2. Chicharrones at Mountain Standard
Colorado isn't Mexico, but when a visit to Mountain Standard — a smart and small-plate-heavy restaurant that features foods from their wood-burning oven — begins with a salty and spicy plate of fresh-fried chicharrones, who needs to cross the border?
3. Truffle Honey Brioche at Game Creek
When you get to the top of Vail Mountain (and if you don't, please ask yourself why you are in Vail in the first place...), don't just hop on your skis and jet back down. Stop at Game Creek and start your meal with house-baked brioche, brushed with a light glaze of truffled honey.
4. Grilled Colorado Peppers
Grilled Colorado peppers, fresh from the farmers' market on a Bunsen burner, at an outdoor cooking demo by Elway's Top Chef alum Tyler Wiard makes for a pretty hot picture.
5. Eggs Benedict at Elway's
Eggs Benedict, given a seasonal twist by chef Wiard of Elway's, using the locale's finest foods — potato and green onion cake, topped with beef tenderloin, onions and peppers, a fried egg, and corn hollandaise — is a Colorado cowboy's way to start the day.
6. Elk Corn Dogs at Back of House Burger
Chef Jason Harrison of Flame, the steakhouse at the Four Seasons Resort in Vail, hides some of his best bites at Back of House Burger — a single hidden table located right in the middle of his restaurant's kitchen. A starter of Colorado elk corn dogs with house-made smoked tomato ketchup is a must. And save room for your second course...
7. Fried Chicken and Waffles at Back of House Burger
When you’re done with those Colorado elk corn dogs, kick back a bottle of suds and go for one of the "build-your-own" sandwiches at Back of House Burger. Or order some of chef Harrison's masterpieces, like this fried chicken and Cheddar-bacon-scallion waffle "burger," topped with apricot slaw. Remember, to get a table, call Flame, because you won't find a website or a phone number anywhere online.
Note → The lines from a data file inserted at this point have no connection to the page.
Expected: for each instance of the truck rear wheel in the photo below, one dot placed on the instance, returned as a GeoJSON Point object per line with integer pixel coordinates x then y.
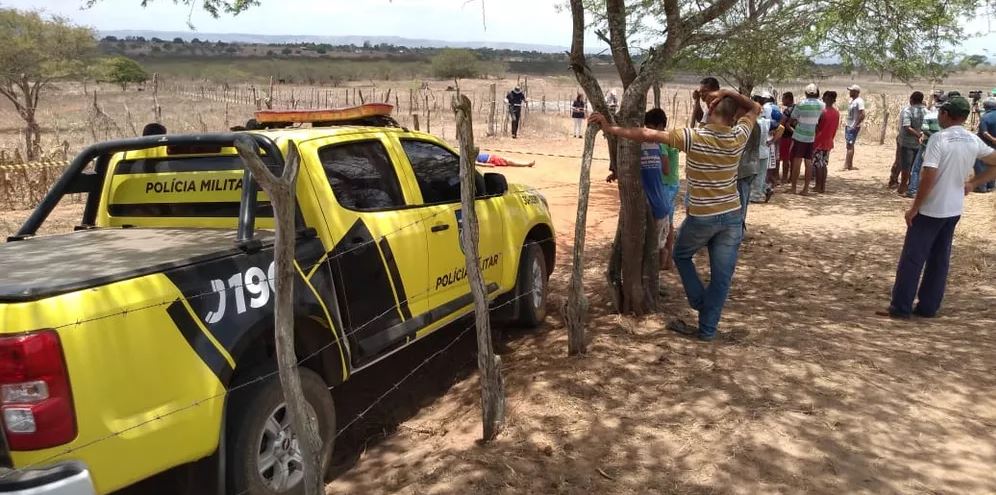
{"type": "Point", "coordinates": [532, 286]}
{"type": "Point", "coordinates": [264, 456]}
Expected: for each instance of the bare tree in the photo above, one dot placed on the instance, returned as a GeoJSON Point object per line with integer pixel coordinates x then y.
{"type": "Point", "coordinates": [283, 199]}
{"type": "Point", "coordinates": [34, 52]}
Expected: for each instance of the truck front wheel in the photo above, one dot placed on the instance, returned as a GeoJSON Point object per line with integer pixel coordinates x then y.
{"type": "Point", "coordinates": [533, 278]}
{"type": "Point", "coordinates": [264, 456]}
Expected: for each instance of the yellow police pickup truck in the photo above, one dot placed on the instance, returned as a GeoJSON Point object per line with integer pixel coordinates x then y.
{"type": "Point", "coordinates": [142, 343]}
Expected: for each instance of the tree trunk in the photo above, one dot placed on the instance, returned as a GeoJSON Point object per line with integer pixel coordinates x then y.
{"type": "Point", "coordinates": [576, 308]}
{"type": "Point", "coordinates": [633, 215]}
{"type": "Point", "coordinates": [282, 197]}
{"type": "Point", "coordinates": [489, 365]}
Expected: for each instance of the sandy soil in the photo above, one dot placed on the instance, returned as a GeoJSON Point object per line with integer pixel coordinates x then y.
{"type": "Point", "coordinates": [807, 392]}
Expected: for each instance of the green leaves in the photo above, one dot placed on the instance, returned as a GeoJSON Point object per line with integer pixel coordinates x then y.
{"type": "Point", "coordinates": [123, 70]}
{"type": "Point", "coordinates": [38, 49]}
8. Smoke-Infused Whiskey at Back of House Burger
Steve Teaver, general manager and beverage director of Flame at the Four Seasons, uses charred wood from a local distillery's leftover whiskey barrels to infuse his whiskey with smoke. Mixologist? Magician? Sometimes it’s hard to tell the difference.
9. Dessert at Game Creek
Dollops of light and airy coconut mousse, topped with kataifi, macadamia crumble, mint sauce, and fresh raspberries, are the perfect way to end brunch at Game Creek. Savor every bite of chef Collin Meyer's creations during the "on-season," when the private restaurant opens to the public for brunch and dinner only, and maybe the view from the top of Vail Mountain, too.
11. Nobu in Vail
Of course Nobu has a Vail outpost. When landlocked, and you need a respite from lamb and beef, you need not look any further than Matsuhisa. Fresh fish, from all over the world, is flown in daily, and sliced and served in a solitaire sashimi. But if you have time, I suggest you allow chef Nobu to decide what you'll have for dinner — with his signature omakase tasting menu.